Closed. This question needs to be more focused. It is not currently accepting answers.
Want to improve this question? Update the question so it focuses on one problem only by editing this post.
Closed 6 years ago.
Improve this question
Currently I'm working on python project that requires implement some background jobs (mostly for email sending and heavily database updates). I use Redis for task broker. So in this point I have two candidates: Celery and RQ. I had some experience with these job queues, but I want to ask you guys to share you experience of using this tools. So.
What pros and cons to use Celery vs. RQ.
Any examples of projects/task suitable to use Celery vs. RQ.

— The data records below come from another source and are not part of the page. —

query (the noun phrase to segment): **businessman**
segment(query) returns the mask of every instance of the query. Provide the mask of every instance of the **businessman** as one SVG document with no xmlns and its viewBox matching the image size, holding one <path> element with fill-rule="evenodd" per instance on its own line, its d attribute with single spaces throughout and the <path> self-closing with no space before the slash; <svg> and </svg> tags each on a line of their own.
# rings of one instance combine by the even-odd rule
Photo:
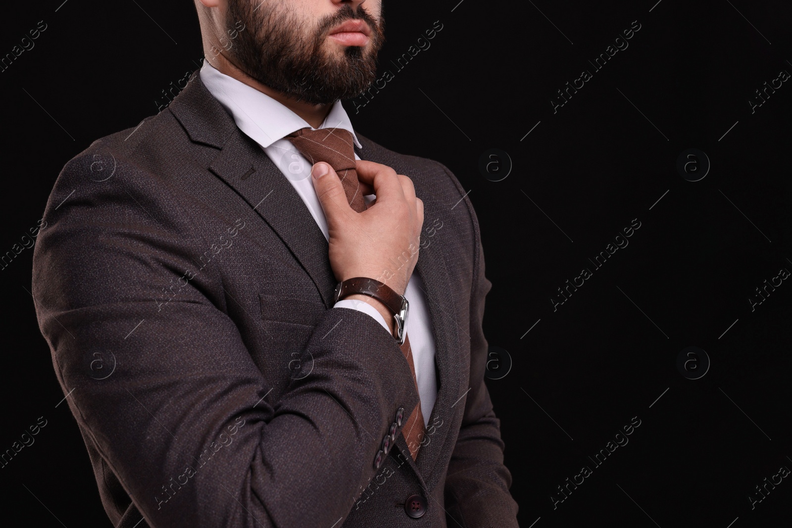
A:
<svg viewBox="0 0 792 528">
<path fill-rule="evenodd" d="M 375 78 L 379 0 L 196 7 L 203 67 L 66 165 L 35 249 L 107 515 L 516 526 L 472 205 L 340 102 Z"/>
</svg>

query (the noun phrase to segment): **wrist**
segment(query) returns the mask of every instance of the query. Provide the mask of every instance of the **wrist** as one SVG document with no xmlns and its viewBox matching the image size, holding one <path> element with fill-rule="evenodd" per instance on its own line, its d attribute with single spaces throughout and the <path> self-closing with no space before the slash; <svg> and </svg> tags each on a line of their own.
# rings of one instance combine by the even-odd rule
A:
<svg viewBox="0 0 792 528">
<path fill-rule="evenodd" d="M 362 294 L 352 294 L 352 295 L 348 295 L 347 297 L 345 297 L 345 299 L 363 301 L 364 302 L 366 302 L 367 304 L 369 304 L 374 308 L 375 308 L 376 310 L 379 312 L 379 314 L 383 316 L 383 319 L 384 319 L 385 322 L 387 324 L 388 331 L 390 332 L 390 335 L 391 336 L 394 335 L 394 314 L 388 309 L 388 307 L 385 306 L 385 303 L 383 303 L 382 301 L 379 301 L 369 295 L 364 295 Z"/>
</svg>

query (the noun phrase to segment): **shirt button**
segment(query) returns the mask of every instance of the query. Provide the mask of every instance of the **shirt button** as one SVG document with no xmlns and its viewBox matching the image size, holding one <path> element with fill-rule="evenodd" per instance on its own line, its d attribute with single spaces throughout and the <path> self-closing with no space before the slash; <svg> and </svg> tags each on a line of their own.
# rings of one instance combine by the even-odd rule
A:
<svg viewBox="0 0 792 528">
<path fill-rule="evenodd" d="M 426 513 L 426 499 L 420 495 L 411 495 L 404 503 L 404 511 L 413 519 L 420 519 Z"/>
</svg>

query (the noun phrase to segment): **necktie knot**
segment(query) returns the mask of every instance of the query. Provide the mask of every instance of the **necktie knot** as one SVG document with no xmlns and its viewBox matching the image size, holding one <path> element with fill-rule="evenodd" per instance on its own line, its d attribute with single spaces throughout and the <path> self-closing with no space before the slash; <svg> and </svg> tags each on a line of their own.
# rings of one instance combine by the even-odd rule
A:
<svg viewBox="0 0 792 528">
<path fill-rule="evenodd" d="M 289 134 L 286 139 L 311 165 L 319 161 L 329 163 L 341 180 L 349 207 L 359 213 L 366 210 L 356 170 L 352 132 L 345 128 L 311 130 L 306 127 Z"/>
</svg>

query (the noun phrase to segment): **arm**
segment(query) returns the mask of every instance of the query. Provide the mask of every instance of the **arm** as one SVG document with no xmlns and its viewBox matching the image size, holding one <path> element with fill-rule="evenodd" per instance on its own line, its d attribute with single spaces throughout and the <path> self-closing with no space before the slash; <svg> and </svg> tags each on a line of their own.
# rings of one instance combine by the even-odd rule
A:
<svg viewBox="0 0 792 528">
<path fill-rule="evenodd" d="M 150 526 L 332 526 L 417 402 L 398 345 L 372 317 L 328 310 L 311 374 L 264 397 L 283 374 L 254 363 L 217 261 L 196 272 L 211 244 L 180 191 L 116 158 L 102 182 L 85 177 L 89 154 L 67 165 L 34 257 L 39 324 L 86 441 Z M 158 304 L 163 288 L 178 293 Z M 116 370 L 97 379 L 109 352 Z"/>
<path fill-rule="evenodd" d="M 489 393 L 484 383 L 487 341 L 482 321 L 484 298 L 492 287 L 492 283 L 484 275 L 484 253 L 478 222 L 472 206 L 468 207 L 475 235 L 470 316 L 470 391 L 465 402 L 459 435 L 448 465 L 446 503 L 450 505 L 450 511 L 461 513 L 460 520 L 467 528 L 517 526 L 517 503 L 508 492 L 512 476 L 503 464 L 504 443 L 501 439 L 500 420 L 493 411 Z"/>
</svg>

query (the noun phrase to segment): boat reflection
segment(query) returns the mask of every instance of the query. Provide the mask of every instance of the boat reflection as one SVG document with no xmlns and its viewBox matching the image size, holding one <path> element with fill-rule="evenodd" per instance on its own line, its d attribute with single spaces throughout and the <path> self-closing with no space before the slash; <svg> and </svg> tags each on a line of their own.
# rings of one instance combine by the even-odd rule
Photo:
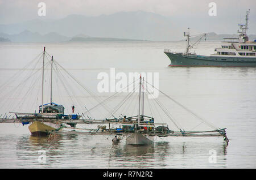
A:
<svg viewBox="0 0 256 180">
<path fill-rule="evenodd" d="M 126 156 L 143 156 L 149 153 L 154 153 L 154 143 L 146 145 L 134 145 L 125 144 L 123 147 L 123 153 Z"/>
</svg>

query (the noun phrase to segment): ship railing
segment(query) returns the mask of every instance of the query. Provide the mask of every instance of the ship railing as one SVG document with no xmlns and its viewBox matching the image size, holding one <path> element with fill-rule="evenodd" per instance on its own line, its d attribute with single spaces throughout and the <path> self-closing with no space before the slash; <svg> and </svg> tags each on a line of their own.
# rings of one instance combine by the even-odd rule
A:
<svg viewBox="0 0 256 180">
<path fill-rule="evenodd" d="M 164 53 L 174 53 L 174 54 L 177 54 L 177 53 L 175 52 L 174 50 L 168 49 L 164 49 Z"/>
</svg>

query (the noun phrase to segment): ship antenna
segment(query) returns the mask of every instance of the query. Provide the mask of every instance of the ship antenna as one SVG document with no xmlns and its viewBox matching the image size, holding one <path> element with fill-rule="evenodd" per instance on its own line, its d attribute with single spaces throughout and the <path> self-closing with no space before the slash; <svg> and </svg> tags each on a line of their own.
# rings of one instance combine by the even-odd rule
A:
<svg viewBox="0 0 256 180">
<path fill-rule="evenodd" d="M 42 73 L 42 106 L 41 113 L 44 113 L 44 56 L 46 54 L 46 47 L 44 47 L 44 53 L 43 57 L 43 70 Z"/>
<path fill-rule="evenodd" d="M 184 32 L 184 36 L 187 37 L 187 50 L 186 50 L 186 55 L 188 55 L 189 51 L 189 28 L 188 28 L 188 32 Z"/>
</svg>

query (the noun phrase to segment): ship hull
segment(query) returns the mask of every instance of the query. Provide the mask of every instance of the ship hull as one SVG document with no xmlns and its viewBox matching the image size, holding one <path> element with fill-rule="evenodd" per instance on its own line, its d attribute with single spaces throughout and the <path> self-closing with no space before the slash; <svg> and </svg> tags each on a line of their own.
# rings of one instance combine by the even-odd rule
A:
<svg viewBox="0 0 256 180">
<path fill-rule="evenodd" d="M 31 135 L 35 136 L 44 136 L 49 134 L 49 132 L 53 131 L 60 127 L 60 124 L 52 122 L 42 122 L 34 121 L 28 126 Z"/>
<path fill-rule="evenodd" d="M 164 52 L 171 60 L 170 67 L 256 66 L 256 58 L 183 55 Z"/>
<path fill-rule="evenodd" d="M 126 138 L 126 144 L 129 145 L 149 145 L 153 143 L 154 136 L 147 134 L 142 134 L 139 132 L 131 134 Z"/>
</svg>

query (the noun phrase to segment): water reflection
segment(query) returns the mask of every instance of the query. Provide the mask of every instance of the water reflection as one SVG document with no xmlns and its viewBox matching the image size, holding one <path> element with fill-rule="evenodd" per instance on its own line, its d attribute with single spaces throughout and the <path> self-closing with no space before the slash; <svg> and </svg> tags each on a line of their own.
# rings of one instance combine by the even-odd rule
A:
<svg viewBox="0 0 256 180">
<path fill-rule="evenodd" d="M 154 153 L 154 144 L 147 145 L 126 144 L 123 147 L 123 153 L 126 156 L 140 156 Z"/>
</svg>

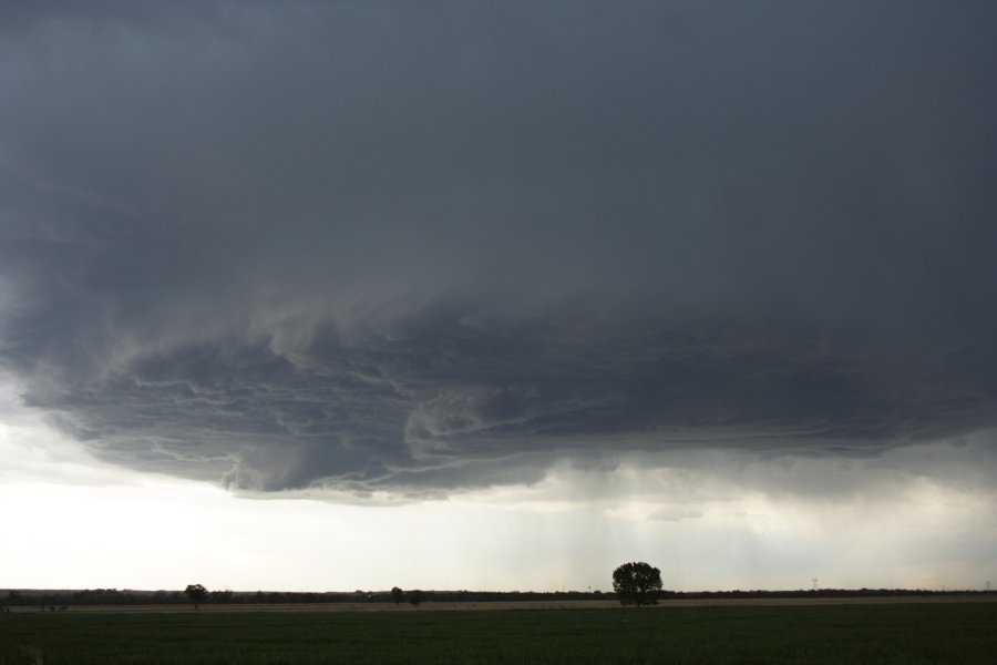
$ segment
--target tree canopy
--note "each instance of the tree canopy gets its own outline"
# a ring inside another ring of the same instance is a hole
[[[613,591],[621,605],[655,605],[661,591],[661,571],[643,561],[625,563],[613,571]]]
[[[204,584],[187,584],[184,595],[194,603],[194,608],[197,610],[201,603],[207,598],[207,589],[204,587]]]

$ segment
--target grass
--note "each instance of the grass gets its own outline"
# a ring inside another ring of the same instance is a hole
[[[0,665],[997,663],[997,603],[0,616]]]

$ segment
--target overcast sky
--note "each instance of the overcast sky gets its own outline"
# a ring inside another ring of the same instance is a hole
[[[989,1],[3,3],[0,587],[997,581],[995,63]]]

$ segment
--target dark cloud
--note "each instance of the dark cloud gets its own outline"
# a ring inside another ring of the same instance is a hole
[[[432,493],[997,424],[989,3],[31,7],[0,362],[105,459]]]

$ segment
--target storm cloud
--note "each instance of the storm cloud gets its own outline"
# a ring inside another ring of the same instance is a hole
[[[0,367],[260,491],[997,427],[997,10],[702,4],[6,6]]]

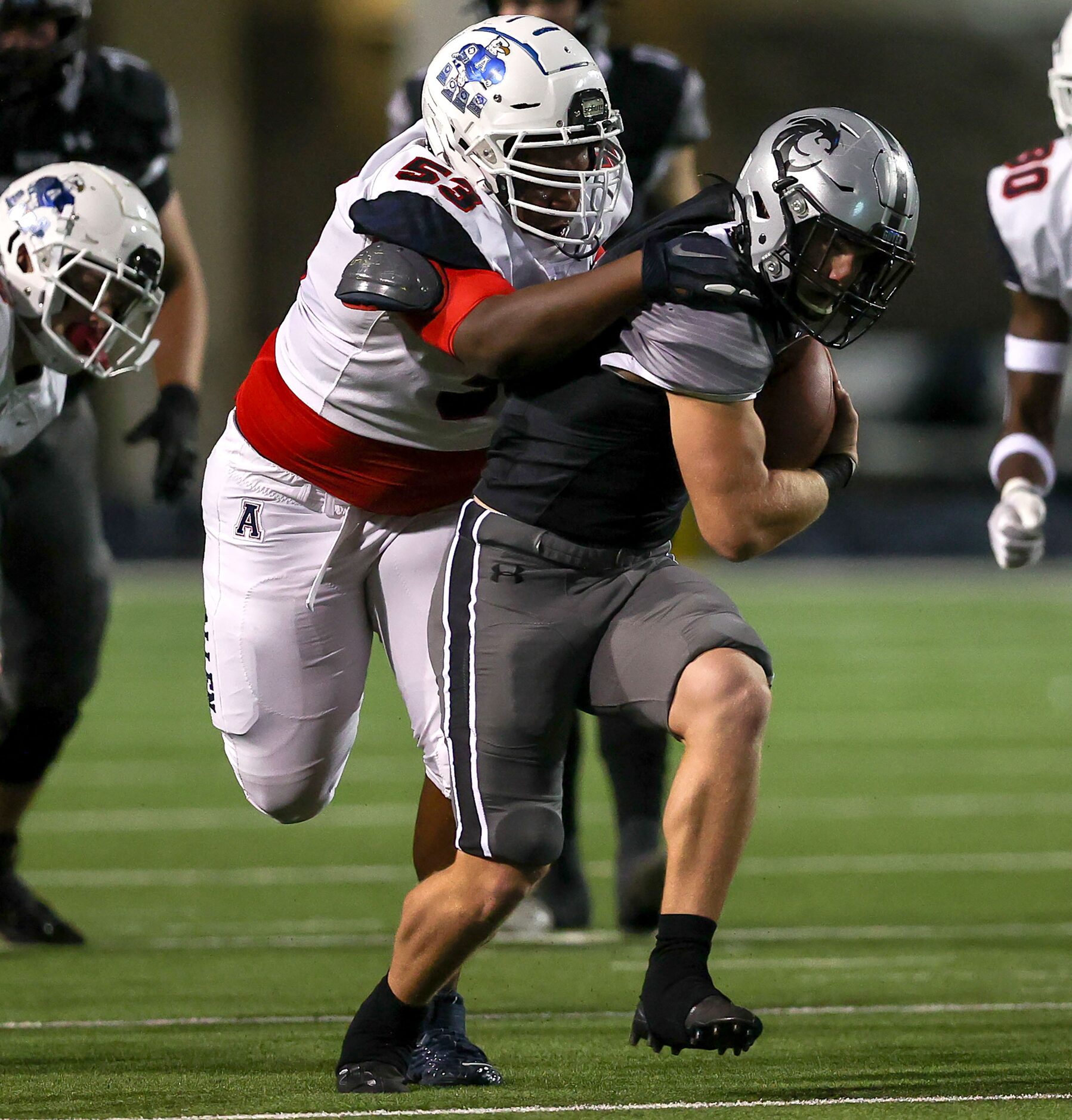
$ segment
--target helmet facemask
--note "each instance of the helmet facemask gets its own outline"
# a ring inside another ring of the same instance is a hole
[[[612,113],[591,124],[504,137],[496,143],[502,151],[494,172],[496,198],[520,230],[553,242],[567,256],[591,256],[622,190],[621,131],[621,118]],[[498,138],[488,139],[495,143]],[[551,160],[559,153],[562,162],[586,166],[558,166]]]
[[[150,336],[164,304],[155,250],[136,250],[118,264],[60,243],[38,250],[27,271],[34,267],[45,279],[40,327],[21,321],[43,364],[67,375],[114,377],[151,358],[157,344]]]

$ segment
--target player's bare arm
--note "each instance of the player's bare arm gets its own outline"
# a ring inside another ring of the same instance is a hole
[[[1045,495],[1056,475],[1053,445],[1068,365],[1069,316],[1054,299],[1012,292],[1001,437],[990,455],[1000,501],[987,522],[1001,568],[1037,563],[1045,550]]]
[[[1062,351],[1069,344],[1069,316],[1055,299],[1031,296],[1026,291],[1014,291],[1012,297],[1007,356],[1016,368],[1007,371],[1008,398],[1001,436],[1023,432],[1052,451],[1064,377],[1052,368],[1028,370],[1024,366],[1063,365]],[[1025,342],[1041,343],[1042,346],[1018,345]],[[1046,484],[1043,464],[1025,451],[1004,458],[996,473],[1003,486],[1012,478],[1026,478],[1037,486]]]
[[[763,424],[751,401],[717,403],[668,394],[681,475],[703,540],[727,560],[776,549],[817,521],[830,489],[817,470],[771,470],[763,463]],[[828,455],[856,459],[858,419],[836,388],[837,419]]]
[[[178,192],[160,211],[160,228],[168,263],[164,277],[167,298],[156,332],[160,340],[157,382],[161,389],[178,384],[197,392],[208,340],[208,293]]]

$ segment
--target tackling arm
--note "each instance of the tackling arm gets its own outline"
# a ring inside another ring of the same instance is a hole
[[[1041,559],[1044,495],[1053,486],[1053,444],[1068,358],[1069,317],[1056,300],[1014,291],[1006,338],[1008,394],[990,476],[1001,501],[990,514],[990,545],[1003,568]]]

Celery looks pretty complicated but it's full featured solution. Actually I don't think that I need all these features. From other side RQ is very simple (e.g configuration, integration), but it seems that it lacks some useful features (e.g task revoking, code auto-reloading)
Here is what I have found while trying to answer this exact same question. It's probably not comprehensive, and may even be inaccurate on some points.
In short, RQ is designed to be simpler all around. Celery is designed to be more robust. They are both excellent.
Documentation. RQ's documentation is comprehensive without being complex, and mirrors the project's overall simplicity - you never feel lost or confused. Celery's documentation is also comprehensive, but expect to be re-visiting it quite a lot when you're first setting things up as there are too many options to internalize
Monitoring. Celery's Flower and the RQ dashboard are both very simple to setup and give you at least 90% of all information you would ever want
Broker support. Celery is the clear winner, RQ only supports Redis. This means less documentation on "what is a broker", but also means you cannot switch brokers in the future if Redis no longer works for you. For example, Instagram considered both Redis and RabbitMQ with Celery. This is important because different brokers have different guarantees e.g. Redis cannot (as of writing) guarantee 100% that your messages are delivered.
Priority queues. RQs priority queue model is simple and effective - workers read from queues in order. Celery requires spinning up multiple workers to consume from different queues. Both approaches work
OS Support. Celery is the clear winner here, as RQ only runs on systems that support fork e.g. Unix systems
Language support. RQ only supports Python, whereas Celery lets you send tasks from one language to a different language
API. Celery is extremely flexible (multiple result backends, nice config format, workflow canvas support) but naturally this power can be confusing. By contrast, the RQ api is simple.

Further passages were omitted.